This is more than “let’s just get along”, it is more than tolerance, it is even more than inclusivity. It is the fullness of the gospel, it is the fullness of grace. And in the call of the church, to serve as a bishop, I was asked to work on this unfinished business. I know this, because it happened only a few weeks ago. I remember saying the words, in public. It is the same work I began to do, back there in rural Western North Carolina with Prospect and New Home, and it continues now in a conference (Florida) that possesses an almost dizzying diversity: Anglo and Cuban and Haitian, native African Americans and transplanted African Americans, very large churches and very small churches, and some of the most liberal and conservative, connectional and congregational people I have ever met in my life. And they are all United Methodists!
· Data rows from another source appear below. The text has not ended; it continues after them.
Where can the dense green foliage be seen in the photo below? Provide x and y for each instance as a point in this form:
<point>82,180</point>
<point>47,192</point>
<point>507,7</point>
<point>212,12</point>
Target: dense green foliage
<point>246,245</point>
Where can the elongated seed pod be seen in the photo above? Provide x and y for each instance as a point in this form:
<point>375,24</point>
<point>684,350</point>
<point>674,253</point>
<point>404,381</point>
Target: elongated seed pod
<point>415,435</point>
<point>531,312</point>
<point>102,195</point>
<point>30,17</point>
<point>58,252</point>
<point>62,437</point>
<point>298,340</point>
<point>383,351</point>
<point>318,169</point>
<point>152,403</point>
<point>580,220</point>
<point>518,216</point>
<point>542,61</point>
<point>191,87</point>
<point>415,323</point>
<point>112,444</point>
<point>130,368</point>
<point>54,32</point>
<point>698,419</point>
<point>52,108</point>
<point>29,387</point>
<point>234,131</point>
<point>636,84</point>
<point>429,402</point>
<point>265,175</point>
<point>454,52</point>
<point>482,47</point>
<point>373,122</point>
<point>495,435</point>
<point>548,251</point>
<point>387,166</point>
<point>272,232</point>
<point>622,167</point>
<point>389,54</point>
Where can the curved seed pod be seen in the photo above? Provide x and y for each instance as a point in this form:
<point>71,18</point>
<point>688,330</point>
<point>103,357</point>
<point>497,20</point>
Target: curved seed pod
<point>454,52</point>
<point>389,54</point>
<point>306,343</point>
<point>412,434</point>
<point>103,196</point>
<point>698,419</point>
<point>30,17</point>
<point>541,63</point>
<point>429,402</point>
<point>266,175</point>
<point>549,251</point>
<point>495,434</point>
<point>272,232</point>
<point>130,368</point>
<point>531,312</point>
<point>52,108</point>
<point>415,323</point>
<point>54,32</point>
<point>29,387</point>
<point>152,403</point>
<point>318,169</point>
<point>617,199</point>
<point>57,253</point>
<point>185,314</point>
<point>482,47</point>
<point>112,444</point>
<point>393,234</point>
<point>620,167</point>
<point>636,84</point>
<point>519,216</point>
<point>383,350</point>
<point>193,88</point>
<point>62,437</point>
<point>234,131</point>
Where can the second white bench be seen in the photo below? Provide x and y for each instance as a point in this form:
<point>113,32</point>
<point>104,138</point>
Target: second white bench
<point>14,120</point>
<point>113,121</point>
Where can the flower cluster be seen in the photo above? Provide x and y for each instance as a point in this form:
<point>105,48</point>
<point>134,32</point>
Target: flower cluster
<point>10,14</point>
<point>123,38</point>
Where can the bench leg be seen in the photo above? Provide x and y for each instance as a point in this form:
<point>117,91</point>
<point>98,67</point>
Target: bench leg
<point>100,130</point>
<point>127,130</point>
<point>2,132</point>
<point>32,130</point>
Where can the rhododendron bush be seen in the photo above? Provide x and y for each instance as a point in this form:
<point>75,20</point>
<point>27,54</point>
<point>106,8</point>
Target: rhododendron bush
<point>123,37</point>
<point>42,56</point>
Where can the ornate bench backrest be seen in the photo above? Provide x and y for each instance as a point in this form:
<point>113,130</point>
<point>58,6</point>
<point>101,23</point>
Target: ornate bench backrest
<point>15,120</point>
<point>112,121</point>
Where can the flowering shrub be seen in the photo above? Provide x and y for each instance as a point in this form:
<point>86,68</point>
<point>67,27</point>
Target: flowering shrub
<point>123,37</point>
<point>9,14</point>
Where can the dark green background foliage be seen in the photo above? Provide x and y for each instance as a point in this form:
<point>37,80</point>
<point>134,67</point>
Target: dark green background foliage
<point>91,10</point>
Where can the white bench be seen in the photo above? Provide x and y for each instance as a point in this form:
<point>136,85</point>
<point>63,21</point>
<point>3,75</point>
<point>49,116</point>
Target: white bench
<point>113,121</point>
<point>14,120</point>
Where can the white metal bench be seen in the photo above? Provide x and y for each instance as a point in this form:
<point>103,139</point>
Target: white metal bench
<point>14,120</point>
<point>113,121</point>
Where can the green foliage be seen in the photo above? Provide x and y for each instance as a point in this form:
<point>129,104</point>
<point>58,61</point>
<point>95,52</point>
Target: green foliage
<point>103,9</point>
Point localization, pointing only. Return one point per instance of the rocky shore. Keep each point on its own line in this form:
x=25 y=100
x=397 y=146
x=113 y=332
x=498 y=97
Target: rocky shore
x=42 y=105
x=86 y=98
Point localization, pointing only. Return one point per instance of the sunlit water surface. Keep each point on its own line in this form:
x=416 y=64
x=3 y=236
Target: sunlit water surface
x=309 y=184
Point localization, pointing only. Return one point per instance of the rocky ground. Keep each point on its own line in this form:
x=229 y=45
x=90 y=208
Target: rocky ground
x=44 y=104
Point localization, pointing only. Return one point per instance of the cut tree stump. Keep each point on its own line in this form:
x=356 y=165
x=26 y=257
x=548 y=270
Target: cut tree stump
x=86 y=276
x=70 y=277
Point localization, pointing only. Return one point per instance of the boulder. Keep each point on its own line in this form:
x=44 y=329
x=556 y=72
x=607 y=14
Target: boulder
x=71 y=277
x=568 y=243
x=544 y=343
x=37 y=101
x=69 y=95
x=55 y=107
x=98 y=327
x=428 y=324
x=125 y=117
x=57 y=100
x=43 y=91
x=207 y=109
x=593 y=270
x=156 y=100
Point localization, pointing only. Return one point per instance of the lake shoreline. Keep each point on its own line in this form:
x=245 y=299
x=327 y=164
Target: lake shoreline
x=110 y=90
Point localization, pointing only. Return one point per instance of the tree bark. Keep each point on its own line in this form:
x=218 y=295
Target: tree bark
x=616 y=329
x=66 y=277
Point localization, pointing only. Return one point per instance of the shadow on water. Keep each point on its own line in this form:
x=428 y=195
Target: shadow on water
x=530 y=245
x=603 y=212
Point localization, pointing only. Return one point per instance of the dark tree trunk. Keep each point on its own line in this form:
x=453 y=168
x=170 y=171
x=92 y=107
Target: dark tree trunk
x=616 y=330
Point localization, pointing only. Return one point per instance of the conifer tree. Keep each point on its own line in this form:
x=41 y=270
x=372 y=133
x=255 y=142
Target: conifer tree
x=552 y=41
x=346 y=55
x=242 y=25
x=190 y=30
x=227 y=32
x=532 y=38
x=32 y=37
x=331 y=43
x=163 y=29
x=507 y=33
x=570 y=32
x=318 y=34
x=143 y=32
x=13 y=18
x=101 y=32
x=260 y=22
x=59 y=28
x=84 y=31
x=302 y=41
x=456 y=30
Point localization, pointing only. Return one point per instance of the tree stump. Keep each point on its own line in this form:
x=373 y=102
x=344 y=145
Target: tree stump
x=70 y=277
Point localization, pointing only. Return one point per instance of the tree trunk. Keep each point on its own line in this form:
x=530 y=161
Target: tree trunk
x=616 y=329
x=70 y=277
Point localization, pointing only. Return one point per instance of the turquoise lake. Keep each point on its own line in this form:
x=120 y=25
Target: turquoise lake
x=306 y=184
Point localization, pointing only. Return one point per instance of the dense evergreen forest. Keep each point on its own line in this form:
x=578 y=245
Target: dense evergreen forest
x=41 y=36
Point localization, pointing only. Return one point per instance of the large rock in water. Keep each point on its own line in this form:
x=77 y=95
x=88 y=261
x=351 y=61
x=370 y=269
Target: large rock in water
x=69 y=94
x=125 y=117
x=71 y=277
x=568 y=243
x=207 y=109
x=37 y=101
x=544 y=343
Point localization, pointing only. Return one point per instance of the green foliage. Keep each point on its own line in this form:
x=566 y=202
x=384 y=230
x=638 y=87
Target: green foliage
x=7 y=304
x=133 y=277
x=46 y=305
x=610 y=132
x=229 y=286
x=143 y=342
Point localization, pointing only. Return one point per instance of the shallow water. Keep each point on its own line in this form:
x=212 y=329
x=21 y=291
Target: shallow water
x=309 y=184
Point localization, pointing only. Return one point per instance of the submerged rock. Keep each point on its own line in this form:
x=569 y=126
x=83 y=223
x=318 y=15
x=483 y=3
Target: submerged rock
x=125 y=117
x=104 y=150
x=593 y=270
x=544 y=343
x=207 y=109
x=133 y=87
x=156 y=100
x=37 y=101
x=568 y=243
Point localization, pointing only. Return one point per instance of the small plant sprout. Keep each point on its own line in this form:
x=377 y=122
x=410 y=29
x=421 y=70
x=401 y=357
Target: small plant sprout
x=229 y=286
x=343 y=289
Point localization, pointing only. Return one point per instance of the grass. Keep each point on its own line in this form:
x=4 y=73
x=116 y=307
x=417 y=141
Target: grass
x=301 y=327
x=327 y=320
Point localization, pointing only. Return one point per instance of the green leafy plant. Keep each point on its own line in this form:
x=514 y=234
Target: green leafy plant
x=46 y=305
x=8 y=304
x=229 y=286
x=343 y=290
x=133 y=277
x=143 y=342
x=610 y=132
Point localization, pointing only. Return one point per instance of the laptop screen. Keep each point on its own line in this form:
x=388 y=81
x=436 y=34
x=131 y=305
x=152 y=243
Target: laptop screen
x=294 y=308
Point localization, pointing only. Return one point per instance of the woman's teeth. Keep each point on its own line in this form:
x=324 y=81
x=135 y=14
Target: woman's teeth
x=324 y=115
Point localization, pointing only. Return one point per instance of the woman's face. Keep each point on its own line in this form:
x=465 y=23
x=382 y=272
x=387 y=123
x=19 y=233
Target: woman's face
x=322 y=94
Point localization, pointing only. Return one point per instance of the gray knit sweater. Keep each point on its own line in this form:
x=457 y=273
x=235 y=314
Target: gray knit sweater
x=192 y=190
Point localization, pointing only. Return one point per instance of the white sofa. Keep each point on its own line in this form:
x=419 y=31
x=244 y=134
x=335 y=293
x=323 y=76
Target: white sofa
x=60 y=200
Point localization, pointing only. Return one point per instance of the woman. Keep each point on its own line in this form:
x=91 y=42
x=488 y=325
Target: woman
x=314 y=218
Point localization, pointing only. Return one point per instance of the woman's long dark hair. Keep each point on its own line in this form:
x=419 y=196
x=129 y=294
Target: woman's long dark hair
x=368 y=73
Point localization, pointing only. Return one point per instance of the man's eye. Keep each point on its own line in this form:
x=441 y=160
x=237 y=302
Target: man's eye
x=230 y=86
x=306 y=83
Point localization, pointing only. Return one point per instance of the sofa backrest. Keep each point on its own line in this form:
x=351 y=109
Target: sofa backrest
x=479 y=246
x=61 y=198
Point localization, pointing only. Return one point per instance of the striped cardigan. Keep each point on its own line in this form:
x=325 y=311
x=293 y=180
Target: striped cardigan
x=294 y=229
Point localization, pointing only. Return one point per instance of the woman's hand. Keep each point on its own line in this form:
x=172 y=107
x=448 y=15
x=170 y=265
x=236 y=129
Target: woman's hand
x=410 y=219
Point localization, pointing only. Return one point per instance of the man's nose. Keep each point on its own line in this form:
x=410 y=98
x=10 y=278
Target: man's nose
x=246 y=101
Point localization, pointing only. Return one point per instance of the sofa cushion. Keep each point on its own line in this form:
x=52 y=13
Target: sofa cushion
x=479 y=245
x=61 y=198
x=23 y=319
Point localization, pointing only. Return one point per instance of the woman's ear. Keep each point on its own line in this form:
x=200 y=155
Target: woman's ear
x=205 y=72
And many of them are saying, in their own way, “Breaking up is hard to do, but it is the right thing for the United Methodist Church. Don’t you think that is where we are headed, Bishop?”
Sometimes I wonder. And then I remember the words I often find myself saying each morning, words found in the Book of Common Prayer:
Lord Jesus Christ,
you stretched out your arms of love on the hard wood of the cross
that everyone might come within the reach of your saving embrace:
So clothe us in your Spirit
that we, reaching forth our hands in love,
may bring those who do not know you
to the knowledge and love of you;
for the honor of your Name.
So, why are we going to guard the faith and seek the unity of the church? Yes, because we have made that promise and there is integrity to inhabiting the role. And because of who we are and what the church has asked us to do there are days we find ourselves stretching out our arms of love, on the hard wood of some cross, leadership taking the shape of a cruciform life, in the words of one of my teachers in divinity school.
So we remember our callings. In one way or another, through the providence of God and the will of the church, we were asked or called or persuaded to do it. This is who we are, and this is where we find ourselves.
But it surely goes deeper than that, it is not only the current climate of church and culture, and not only a decision that flows out of a electing body of a conference; it is grounded in the nature of God who is One, it is the prayer of Jesus for his disciples in John 17, it is the plea we make each time we say the epiclesis:
Make us one with Christ, one with each other, and one in ministry to all the world.
Is there a future with hope? In ourselves? Maybe not. In our issue silos? Surely not.
But God…
By grace you have been saved through faith,
And this is the gift of God, not the result of works,
lest anyone should boast.
In Christ Jesus you who were once far off
have been brought near by the blood of Christ.
For he is our peace;
in his flesh he has broken down the dividing wall,
That is, the hostility that is between us.
He has abolished the law with its commandments and ordinances,
That he might create in himself one new humanity in place of the two,
Thus making peace,
And might reconcile both groups into one body
through the cross.
(Notes: In preparing this sermon I was mindful of those who served as my bishops in this journey: L. Scott Allen, Bevel Jones, Charlene Kammerer, Lawrence McCleskey, and Larry Goodpaster. I am grateful to the Prospect and New Home United Methodist Churches, who formed me as a pastor and I quickly add that churches of all shapes and sizes exhibit divisions. I would recommend, for further reflection, In One Body Through The Cross: The Princeton Proposal for Christian Unity, edited by Carl Braatan and Robert Jenson (Eerdmans). And I also note that this sermon was preached on the day of the United States President Election, but to a Council of Bishops that is global in composition.)